Their forms seemed to emerge organically as I carved.

I let the branch tell me what I was going to make, as I made it. Sometimes the wood's form suggested that it wanted to become a spoon, but it might just as

easily say that, no, it wanted to become something else, maybe a spatula or a spreader, or maybe a "spirtle"--not quite a spoon and not a spatula--but the perfect stirring implement.

As my interests have changed and my customers' demands have dictated, I've branched into other categories of wood products, but I still enjoy making a wooden utensil that is both perfectly suited to its task and pleasing to the eye & touch.

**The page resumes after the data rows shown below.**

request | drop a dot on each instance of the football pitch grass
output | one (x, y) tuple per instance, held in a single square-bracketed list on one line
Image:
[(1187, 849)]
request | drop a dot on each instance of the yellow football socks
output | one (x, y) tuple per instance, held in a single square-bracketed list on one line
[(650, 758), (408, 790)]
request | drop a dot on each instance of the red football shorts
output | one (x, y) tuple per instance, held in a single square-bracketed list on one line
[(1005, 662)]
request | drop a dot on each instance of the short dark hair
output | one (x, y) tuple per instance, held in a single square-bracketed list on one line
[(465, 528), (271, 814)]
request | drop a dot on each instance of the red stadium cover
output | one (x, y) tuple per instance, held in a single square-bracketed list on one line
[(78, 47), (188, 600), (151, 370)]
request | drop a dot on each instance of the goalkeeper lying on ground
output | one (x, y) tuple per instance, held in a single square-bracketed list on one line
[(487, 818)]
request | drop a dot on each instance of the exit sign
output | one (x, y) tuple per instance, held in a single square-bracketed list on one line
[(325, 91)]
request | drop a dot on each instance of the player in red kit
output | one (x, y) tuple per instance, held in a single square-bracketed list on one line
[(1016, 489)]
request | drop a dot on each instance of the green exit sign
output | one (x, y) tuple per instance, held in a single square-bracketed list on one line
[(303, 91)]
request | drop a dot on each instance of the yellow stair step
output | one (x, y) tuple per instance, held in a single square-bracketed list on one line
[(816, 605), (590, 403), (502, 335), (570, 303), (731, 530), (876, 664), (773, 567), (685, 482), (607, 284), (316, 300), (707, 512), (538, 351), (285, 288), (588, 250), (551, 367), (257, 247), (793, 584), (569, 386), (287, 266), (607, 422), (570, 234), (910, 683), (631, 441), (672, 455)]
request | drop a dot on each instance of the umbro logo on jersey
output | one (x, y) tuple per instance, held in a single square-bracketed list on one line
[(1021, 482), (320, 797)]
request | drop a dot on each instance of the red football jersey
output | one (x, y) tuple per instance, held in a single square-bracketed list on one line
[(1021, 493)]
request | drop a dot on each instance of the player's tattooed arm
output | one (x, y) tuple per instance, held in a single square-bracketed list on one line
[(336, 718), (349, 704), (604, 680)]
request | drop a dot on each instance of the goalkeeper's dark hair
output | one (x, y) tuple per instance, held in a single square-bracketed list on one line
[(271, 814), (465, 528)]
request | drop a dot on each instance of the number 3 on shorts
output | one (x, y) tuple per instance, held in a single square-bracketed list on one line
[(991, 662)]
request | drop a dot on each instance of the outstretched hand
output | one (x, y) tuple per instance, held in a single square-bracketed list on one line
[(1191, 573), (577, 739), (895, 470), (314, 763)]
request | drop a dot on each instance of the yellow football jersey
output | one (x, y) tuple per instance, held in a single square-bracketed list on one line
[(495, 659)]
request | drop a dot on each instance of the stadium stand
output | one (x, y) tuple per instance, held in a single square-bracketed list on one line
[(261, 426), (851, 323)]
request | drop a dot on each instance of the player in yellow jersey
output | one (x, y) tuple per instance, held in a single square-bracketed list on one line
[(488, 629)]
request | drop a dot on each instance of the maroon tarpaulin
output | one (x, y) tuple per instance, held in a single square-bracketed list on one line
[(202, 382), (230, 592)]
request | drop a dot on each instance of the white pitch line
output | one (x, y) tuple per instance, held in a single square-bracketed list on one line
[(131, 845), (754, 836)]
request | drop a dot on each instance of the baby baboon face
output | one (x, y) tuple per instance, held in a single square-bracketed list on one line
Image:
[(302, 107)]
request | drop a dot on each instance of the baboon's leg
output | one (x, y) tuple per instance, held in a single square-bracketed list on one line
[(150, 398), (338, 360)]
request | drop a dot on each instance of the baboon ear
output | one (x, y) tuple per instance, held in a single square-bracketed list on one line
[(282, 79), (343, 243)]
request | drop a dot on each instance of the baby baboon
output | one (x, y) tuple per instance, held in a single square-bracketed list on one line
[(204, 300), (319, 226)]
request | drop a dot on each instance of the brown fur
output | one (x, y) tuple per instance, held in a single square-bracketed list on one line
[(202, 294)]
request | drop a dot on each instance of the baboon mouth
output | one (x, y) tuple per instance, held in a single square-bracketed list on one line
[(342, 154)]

So, If there is a type of utensil not currently offered here, please contact me with your request. I like nothing more than applying my personal style and decades of experience to making a one-of-a-kind kitchen implement as a functional sculpture just for you.

Care of Wooden Utensils

I am frequently asked how to care for wooden utensils. In most cases, a rinse in warm tap water and wipe with a paper towel immediately after use will suffice. If time doesn't allow an immediate rinsing, and food has dried onto the surface of the implement, the use of mild dish detergent is warranted. I hand-rub a nontoxic finish made from natural oils and beeswax into each utensil I make. Without the frequent re-application of a similar substance, all wooden utensils will eventually dry out and may become rough to the touch. If this occurs you may want to sand out the roughness with fine sandpaper or steel wool. Once the wood is smooth again, you can apply mineral oil or another non-toxic wood finish. One of the best finishes I have found for use on wooden utensils is Badger Unscented Balm. Developed by a woodworker to treat rough dry hands, it is completely safe for use on all of your wooden utensils. The ingredients are organic extra virgin olive oil, castor oil, and beeswax. It can be found at most drugstores and grocery outlets in the U.S and Canada or at badgerbalm.com.